Government borrowing was £10.4bn for April
The Government borrowed a surprise £10.4bn last month in the final update on its finances before the general election.
The Office for National Statistics (ONS) said public sector net borrowing, excluding State-owned banks, rose by £1.2bn in April to reach the highest amount borrowed for the month since 2014.
It came in higher than the expectations of economists who had pencilled in a smaller figure of £8.8bn.
Martin Beck, senior economic adviser for think tank EY ITEM Club, said the new fiscal year "began on a disappointing note for the public finances".
He added: "The culprit for April's weakness partly lay with tax receipts. Total central Government revenues rose by 3.9% compared to 6.2% in March, the slowest rate of increase in 12 months. Meanwhile, income tax receipts were up by only 1.4%."

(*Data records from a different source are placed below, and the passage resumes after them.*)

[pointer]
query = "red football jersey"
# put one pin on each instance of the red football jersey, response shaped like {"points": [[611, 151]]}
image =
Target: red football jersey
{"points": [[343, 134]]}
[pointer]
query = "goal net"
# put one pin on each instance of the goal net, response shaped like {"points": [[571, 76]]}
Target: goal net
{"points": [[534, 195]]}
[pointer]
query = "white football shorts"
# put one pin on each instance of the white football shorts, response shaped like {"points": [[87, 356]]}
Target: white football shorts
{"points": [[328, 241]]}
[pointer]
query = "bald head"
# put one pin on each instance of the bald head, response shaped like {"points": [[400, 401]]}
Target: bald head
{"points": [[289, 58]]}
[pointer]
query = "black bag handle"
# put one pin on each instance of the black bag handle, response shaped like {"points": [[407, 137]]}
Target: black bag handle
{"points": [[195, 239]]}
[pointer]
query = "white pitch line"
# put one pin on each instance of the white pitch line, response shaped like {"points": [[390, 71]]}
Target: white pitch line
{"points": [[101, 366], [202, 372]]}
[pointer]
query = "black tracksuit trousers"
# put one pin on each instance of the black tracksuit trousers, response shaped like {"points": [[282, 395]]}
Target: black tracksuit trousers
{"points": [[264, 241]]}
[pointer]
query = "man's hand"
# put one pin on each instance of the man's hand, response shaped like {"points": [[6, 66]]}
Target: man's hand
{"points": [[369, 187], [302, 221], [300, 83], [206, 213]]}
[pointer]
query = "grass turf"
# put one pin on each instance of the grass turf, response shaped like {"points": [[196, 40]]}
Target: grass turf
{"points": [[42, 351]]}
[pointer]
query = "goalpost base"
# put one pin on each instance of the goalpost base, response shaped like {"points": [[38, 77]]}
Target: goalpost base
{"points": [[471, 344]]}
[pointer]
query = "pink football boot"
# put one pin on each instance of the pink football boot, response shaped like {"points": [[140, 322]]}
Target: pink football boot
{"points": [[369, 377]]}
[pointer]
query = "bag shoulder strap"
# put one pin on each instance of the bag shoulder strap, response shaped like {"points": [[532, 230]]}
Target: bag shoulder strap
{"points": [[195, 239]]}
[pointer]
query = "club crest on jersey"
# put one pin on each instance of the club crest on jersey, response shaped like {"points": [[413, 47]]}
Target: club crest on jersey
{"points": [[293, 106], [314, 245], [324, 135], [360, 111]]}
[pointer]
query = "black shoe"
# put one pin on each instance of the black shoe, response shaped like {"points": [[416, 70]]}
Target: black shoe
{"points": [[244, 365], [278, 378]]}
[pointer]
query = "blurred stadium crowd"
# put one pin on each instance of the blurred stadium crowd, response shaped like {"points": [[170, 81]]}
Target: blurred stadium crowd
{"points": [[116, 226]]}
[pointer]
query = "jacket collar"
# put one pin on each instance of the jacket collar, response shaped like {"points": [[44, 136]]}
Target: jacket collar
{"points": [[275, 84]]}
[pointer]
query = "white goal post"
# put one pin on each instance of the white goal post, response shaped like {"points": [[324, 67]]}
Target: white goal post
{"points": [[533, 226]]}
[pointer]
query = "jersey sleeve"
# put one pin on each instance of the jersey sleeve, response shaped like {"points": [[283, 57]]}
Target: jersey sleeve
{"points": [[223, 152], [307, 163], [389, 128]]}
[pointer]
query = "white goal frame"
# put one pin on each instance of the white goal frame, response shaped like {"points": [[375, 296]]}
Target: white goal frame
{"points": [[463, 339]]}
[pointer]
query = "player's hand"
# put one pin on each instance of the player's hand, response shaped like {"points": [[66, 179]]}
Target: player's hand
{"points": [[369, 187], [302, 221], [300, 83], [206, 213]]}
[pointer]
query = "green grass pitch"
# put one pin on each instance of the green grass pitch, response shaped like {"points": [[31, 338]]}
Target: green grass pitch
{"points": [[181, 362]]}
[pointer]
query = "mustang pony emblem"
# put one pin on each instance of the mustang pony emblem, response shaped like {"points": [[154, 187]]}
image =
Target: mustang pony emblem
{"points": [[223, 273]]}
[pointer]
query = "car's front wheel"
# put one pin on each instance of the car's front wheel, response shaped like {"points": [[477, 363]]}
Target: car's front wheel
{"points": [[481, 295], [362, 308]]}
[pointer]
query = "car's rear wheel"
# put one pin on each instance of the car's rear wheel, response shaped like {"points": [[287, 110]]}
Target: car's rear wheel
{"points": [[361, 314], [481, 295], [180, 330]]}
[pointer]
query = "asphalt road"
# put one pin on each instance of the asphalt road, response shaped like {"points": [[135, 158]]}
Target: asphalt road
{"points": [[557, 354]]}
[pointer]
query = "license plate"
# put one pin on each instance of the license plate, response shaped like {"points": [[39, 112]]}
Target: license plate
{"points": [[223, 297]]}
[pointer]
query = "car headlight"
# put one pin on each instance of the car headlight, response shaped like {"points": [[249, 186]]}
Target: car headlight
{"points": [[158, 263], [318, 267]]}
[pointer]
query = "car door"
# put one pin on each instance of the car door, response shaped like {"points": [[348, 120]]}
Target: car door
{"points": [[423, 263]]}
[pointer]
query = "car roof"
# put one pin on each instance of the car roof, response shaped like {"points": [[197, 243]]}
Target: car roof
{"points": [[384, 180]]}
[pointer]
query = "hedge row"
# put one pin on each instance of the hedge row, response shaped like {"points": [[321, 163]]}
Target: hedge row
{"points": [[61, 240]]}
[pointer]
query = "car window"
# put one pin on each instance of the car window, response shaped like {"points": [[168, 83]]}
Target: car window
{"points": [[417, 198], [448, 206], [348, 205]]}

However, the statistics agency gave the Government a boost ahead of the election vote on June 8 by revising down last year's deficit.

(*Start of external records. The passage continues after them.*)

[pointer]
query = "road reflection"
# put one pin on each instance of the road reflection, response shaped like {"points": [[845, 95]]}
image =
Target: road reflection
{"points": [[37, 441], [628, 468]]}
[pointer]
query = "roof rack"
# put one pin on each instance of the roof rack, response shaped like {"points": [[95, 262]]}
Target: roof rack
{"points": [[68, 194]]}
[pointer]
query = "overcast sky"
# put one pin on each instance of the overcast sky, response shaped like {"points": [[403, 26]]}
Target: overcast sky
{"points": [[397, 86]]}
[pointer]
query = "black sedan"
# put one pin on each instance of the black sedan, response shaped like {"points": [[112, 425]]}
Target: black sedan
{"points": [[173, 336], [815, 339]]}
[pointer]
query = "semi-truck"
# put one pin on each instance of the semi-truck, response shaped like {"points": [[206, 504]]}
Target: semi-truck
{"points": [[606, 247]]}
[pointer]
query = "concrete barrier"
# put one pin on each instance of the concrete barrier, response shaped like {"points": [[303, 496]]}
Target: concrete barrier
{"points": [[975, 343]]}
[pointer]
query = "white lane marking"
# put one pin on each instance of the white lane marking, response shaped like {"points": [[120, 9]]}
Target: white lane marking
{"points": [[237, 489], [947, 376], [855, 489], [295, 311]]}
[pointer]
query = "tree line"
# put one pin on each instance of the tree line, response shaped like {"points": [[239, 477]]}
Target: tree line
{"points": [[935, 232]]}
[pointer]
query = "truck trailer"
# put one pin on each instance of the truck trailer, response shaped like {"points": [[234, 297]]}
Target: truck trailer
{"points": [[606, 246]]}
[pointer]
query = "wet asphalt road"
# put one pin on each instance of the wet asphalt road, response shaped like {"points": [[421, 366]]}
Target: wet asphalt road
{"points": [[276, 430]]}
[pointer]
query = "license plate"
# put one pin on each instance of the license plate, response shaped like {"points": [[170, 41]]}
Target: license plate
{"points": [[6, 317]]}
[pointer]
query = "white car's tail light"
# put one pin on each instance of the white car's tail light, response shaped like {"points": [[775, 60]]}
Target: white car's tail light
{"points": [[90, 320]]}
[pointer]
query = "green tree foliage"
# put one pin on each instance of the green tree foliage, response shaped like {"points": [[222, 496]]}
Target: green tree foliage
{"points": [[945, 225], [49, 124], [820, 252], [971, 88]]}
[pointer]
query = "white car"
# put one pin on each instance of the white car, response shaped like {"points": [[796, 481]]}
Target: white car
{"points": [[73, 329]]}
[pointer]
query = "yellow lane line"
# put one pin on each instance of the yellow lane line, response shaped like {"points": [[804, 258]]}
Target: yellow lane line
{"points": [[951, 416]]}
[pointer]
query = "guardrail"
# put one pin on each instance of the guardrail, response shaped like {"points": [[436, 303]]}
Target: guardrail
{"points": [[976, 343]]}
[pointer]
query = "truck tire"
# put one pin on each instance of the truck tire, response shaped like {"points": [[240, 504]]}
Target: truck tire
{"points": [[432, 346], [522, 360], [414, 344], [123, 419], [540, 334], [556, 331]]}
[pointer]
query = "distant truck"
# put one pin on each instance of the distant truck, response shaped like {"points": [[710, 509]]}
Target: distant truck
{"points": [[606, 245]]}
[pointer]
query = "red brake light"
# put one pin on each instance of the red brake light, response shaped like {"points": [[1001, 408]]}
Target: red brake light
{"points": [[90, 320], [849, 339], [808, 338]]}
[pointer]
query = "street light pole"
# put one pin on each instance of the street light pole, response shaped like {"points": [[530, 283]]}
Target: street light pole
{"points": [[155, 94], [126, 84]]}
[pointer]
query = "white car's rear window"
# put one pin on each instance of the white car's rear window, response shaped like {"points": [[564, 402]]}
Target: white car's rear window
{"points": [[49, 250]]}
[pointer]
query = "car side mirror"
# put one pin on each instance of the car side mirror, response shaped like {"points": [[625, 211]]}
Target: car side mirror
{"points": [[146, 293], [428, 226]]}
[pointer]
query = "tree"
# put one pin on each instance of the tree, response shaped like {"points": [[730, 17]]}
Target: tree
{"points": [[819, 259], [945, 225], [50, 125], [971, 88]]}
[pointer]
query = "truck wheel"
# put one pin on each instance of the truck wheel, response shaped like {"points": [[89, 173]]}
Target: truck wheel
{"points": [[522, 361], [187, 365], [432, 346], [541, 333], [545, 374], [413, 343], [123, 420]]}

It said borrowing, excluding banks, for the financial year - April 2016 to March 2017 - dropped by £23.4bn to £48.7bn, in contrast to the same period last year. It was the lowest annual borrowing figure since March 2008 and below the Office for Budget Responsibility's (OBR) prediction of £51.7bn.
The Government will face a stiff challenge to balance the books in the coming months as economists expect rising inflation to eat into consumer spending, causing a slowdown.
Such a slowdown could have a damaging effect on the Government's coffers, as it would recoup less VAT on goods if households tighten their belts.
Samuel Tombs, chief UK economist at Pantheon Macroeconomics, said April's borrowing figures suggest the drop in gross domestic product to 0.3% growth in the first quarter "won't be just a blip. Admittedly, the OBR expects borrowing to rise this year to £58.3bn in 2017/18, from £51.7bn in 2016/17, and it anticipates tax receipts rising only by 3.7%.
"But this forecast reflects the fact that the surge in self-assessment tax receipts in January and February 2017 will not be repeated this fiscal year. Tax receipts growth, therefore, would have to significantly exceed the OBR's full-year forecast in the first few months of this fiscal year in order to suggest that the fiscal consolidation is on track."